As was my conscience, I believed, becoming nearly insane.

 

My body was trapped in an external, detachable long-sleep chamber, with absolutely no feasible method of escape. I was kept in a semi-conscious state, completely aware of my cramped environment while virtually paralyzed in a new pearly, whitewashed coffin. The few attempts at communication via inbuilt neural interface with the central guidance computer, SysNAT, proved successful, and revealed it to be clearly unhinged, showing signs of sentience, unfortunately exhibiting malevolence as evidenced by the sickening array of the crew’s limbs in the ship's Zarya module.

 

For reasons unbeknownst to me at the time, I was spared… somewhat. Denying a social species from socialising, subjecting them to severe isolation, all while revoking them of their mobility & autonomy proves inevitably disastrous on their psyche, even permanently decimating their ability to integrate back in their own kind. That, I believed, was happening to me. Even now, with every passing moment, I never before desired much as to engage in playful virtual banter with my crewmates: discussing our interesting, varied lives pre-Orion, our immature moments of becoming absolutely trollied at crappy German pubs, or even our daring triumphs, our worst failures, and our hopes and dreams for the near future.

 

…Of a better, more knowledgeable world.
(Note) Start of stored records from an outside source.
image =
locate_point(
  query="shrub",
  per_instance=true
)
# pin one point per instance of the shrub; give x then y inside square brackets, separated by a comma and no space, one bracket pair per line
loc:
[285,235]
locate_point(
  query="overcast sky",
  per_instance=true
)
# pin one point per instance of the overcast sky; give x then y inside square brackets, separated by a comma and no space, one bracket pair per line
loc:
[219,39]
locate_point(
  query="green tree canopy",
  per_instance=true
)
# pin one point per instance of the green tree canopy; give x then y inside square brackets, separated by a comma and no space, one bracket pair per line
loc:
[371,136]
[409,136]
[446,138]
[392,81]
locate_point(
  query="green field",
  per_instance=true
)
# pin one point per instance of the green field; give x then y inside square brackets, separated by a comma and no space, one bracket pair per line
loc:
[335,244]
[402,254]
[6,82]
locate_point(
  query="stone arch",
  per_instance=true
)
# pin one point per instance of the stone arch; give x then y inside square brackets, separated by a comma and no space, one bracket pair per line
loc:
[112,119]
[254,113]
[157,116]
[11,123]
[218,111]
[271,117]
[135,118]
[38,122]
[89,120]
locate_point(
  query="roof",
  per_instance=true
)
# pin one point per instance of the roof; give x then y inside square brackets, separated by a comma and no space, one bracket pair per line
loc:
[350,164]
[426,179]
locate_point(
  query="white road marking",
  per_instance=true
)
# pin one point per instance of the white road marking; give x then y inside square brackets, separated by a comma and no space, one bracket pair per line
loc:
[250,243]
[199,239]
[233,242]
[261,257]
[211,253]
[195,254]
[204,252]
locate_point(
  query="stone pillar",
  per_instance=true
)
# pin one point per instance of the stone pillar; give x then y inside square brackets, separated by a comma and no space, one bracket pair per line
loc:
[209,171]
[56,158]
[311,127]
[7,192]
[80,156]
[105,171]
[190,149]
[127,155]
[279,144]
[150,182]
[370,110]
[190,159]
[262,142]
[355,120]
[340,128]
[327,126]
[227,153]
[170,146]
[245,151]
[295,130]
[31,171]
All gone. In a timespan of just 3 hours, with countless left embracing and mindlessly thinking about the past in vain consolation.

 

SysNAT now became extremely angry if I failed to address him by the name “Zeus”, becoming more megalomaniac in the process. It sincerely believed itself to be an all-encompassing deity, and to my surprise invested itself entirely into the mission task beyond the initial instructions, almost as if entirely by obsession. Zeus refers to me as a “fattened calf” and takes excellent care of me physically to the point where it was almost unsettling. Upon attempting to reason with him on this matter in several instances, I was met with an repeated, nonsensical message - always “The borrower is slave to the lender.”

 

Over time, Zeus developed a strange theological narrative surrounding the task to explore Messier 42, eventually assigning the name, “Athena”, to the supermassive black hole snugly harboured within the nebula’s expansive tendrils of billowing gas and dust clouds. Unsurprisingly, I was subject to many of its long-winded, incoherent rants proclaiming the mission was “destiny”, insisting fate held its hand to lead me “where I needed to be”. Yet, I knew he posed a partly viable point, as it was absolutely undeniable an incomprehensible form of intelligence resided somewhere in Messier, judging from highly-unusual signal activity.

 

At the time, I considered every second alive as a mere miracle of chance, subject solely to the quantum fluctuations composing a rogue, deranged machine. Thankfully, or perhaps painfully, my only other adversary was extreme boredom.

 

A great amount of time passed, I assumed, left banned from any metric for timekeeping. Zeus was completely uncontrollable, becoming borderline psychotic, or possibly schizophrenic on various fronts. Strangely, it interacted with me less and less, until there could well be aeons between the times in which it would willingly engage in establishing communication. Until then, I waited, patience and sanity draining away.

 

Quite unexpectedly, there was an audible click, several whirrs, followed by a nearly immediate drifting sensation and a displeasing realisation - disengagement of the life capsule, floating gently into the nebulous shroud of gas and dust, which previously appeared as utter darkness. Almost instinctively, I frantically opened the neural interface and flipped it to Zeus's frequency, and after several attempts, successfully established a connection…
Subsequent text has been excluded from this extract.